Every day, I waited to hear the sound of the train whistle on the winter air. Annalie managed to communicate with Karstor through spirit channels and was told he was sending a doctor as soon as possible. Mostly, I heard nothing but branches cracking from the ice, or the wind moaning at the windows. February storms kept the train from running, and even on pleasant days I imagined that Cernan, the last stop on the route, was hardly a priority for the men clearing the tracks.

Celestina grew better by inches. She still couldn’t move much or get out of bed without help, but she could sit propped up on pillows without too much pain, making it easier for her to read. Whenever I came to bring her food, however, I usually found her sleeping or simply staring at the ceiling.

I tried to cheer her up, but I couldn’t seem to summon the strength for it when I badly needed cheering up myself.

How I missed Erris and his jokes. Sometimes it had irritated me, but now I realized how much I loved him for it too. When he had been trapped at a piano, only able to communicate with our system for matching letters to the piano keys, he had still tried to make light of the situation and cheer me up. I wouldn’t be able to do that. I was sure. I couldn’t even imagine what sort of bottomless despair would come over me in those conditions. There was something so wonderfully normal about a joke, so that even though our relationship had been almost entirely unconventional, I could forget about clockwork gears and fairy royalty, and see him only as himself.

But he was gone, and the only thing to do, really, was work. Annalie did nearly all the caretaking for Celestina, but she wasn’t a good cook, so I managed that. Annalie brought Celestina trays of food and cups of tea, dumped her chamber pot, made poultices for the swelling and bruising, helped her change clothes.

I baked bread, chopped vegetables and stirred stews, and washed endless dishes. Neither Annalie nor I had ever known a life entirely devoid of servants. We could manage the simple things easily enough, but we certainly didn’t know how to wash clothes, and at some point it had to be done. I took notes from Celestina’s instructions.

First we gathered snow to melt, and then we had to heat the water. I didn’t realize how much I could sweat in the dead of winter until it came time to stir the clothes, standing over the hot water. Annalie and I took turns pounding and moving the stick around in the tub, then pulling the clothes out.
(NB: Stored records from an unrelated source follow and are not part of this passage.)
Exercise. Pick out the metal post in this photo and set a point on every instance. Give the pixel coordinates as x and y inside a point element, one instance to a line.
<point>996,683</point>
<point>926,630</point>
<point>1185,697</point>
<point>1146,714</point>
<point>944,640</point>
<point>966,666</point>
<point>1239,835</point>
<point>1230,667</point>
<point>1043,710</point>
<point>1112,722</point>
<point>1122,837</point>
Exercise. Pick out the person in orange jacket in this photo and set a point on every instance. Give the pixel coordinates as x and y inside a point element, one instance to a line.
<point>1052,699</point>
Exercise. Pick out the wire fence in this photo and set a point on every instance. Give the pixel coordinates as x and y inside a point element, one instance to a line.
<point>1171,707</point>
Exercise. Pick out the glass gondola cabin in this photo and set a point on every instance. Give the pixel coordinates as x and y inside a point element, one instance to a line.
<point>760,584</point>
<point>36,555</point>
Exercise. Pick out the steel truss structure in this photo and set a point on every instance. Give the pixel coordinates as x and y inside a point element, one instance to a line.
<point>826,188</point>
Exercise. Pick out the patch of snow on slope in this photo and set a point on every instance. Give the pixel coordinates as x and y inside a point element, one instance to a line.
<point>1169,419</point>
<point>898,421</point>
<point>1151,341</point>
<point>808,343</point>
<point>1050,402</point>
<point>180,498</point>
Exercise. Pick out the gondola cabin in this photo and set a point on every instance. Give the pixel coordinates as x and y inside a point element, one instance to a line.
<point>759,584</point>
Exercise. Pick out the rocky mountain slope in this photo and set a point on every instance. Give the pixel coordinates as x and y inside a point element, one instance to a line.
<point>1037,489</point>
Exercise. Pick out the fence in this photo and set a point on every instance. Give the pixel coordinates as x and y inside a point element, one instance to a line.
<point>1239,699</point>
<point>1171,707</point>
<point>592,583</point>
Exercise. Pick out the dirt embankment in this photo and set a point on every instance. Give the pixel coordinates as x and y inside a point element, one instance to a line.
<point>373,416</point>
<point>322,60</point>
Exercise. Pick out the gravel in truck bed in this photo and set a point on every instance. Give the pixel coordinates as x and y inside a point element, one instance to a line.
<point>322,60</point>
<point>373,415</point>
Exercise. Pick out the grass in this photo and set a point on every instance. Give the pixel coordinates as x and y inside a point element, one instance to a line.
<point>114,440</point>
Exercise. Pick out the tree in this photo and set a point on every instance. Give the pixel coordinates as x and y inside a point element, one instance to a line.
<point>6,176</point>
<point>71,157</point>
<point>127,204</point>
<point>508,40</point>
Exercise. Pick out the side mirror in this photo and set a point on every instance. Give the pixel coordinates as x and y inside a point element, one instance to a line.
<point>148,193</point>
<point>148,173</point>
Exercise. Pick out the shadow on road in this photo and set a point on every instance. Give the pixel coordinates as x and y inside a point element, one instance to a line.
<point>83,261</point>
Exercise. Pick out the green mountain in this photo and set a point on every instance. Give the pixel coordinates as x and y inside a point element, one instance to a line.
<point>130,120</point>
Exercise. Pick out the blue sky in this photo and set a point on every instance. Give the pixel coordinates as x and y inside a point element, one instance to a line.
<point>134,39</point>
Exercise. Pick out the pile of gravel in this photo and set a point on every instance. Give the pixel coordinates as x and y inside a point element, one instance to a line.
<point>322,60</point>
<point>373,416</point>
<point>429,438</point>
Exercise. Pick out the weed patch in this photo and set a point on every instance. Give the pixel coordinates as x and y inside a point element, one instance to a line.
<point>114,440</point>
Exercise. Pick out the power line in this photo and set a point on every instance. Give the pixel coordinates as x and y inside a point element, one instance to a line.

We’d hardly gotten anywhere, and we were both panting and aching. Celestina always did the hardest work in the house, even little things like grating potatoes for potato pancakes or kneading bread. She did it so automatically that I’d never thought about it before.

Celestina’s bell rang from upstairs. She needed something.

Annalie started to laugh, in a spent way. “Ohhh, not now. How do poor women ever manage, with so many things to do and babies?”